The Boydell Shakspeare, the Bowyer Hume, and the Macklin Bible (1800) were the most ambitious illustrated editions undertaken at that or perhaps any other time in England, but Blake had a hand only in the first, and that in a minor way, and he felt the neglect bitterly. On 11 December 1805 he wrote: “I was alive & in health & with the same Talents I now have all the time of Boydells Macklins Bowyers & other Great Works. I was known by them & was lookd upon by them as Incapable of Employment in those Works.” Or, more outrageously,
Was I . . . angry with Macklin or Boydel or Bowyer
Because they did not say O what a Beau ye are [Notebook, p. 23]

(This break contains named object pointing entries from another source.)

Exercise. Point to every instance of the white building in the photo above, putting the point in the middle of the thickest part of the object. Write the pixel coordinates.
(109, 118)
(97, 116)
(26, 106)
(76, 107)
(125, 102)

It is appropriate and gratifying that these great works are geing exhibited and seriously studied once more. G. E. BENTLEY, JR., UNIVERSITY OF TORONTO
The Henry E. Huntington Library and Art Gallery held an exhibition of “English Book Illustration circa 1800” during January and February 1979. The exhibition was organized by Shelley Bennett and Patricia Crown under the headings of the Sublime, the Beautiful, the Picturesque, and the Comic. The works on exhibition—forty-one altogether—included illustrations by Blake, Stothard, Flaxman, and Fuseli, among others. There is a catalogue of the exhibition, also by Bennett and Crown.During February and March 1979 the Yale Center for British Art held a special exhibition of drawings by George Romney, organized by the Fitzwilliam Museum in 1977, and with an illustrated catalogue by Patricia Jaffe. Scheduled for 12 September-11 November 1979 is an exhibition on “The Fuseli Circle in Rome: Early Romantic Art of the 1770’s,” with illustrated catalogue published by the Center.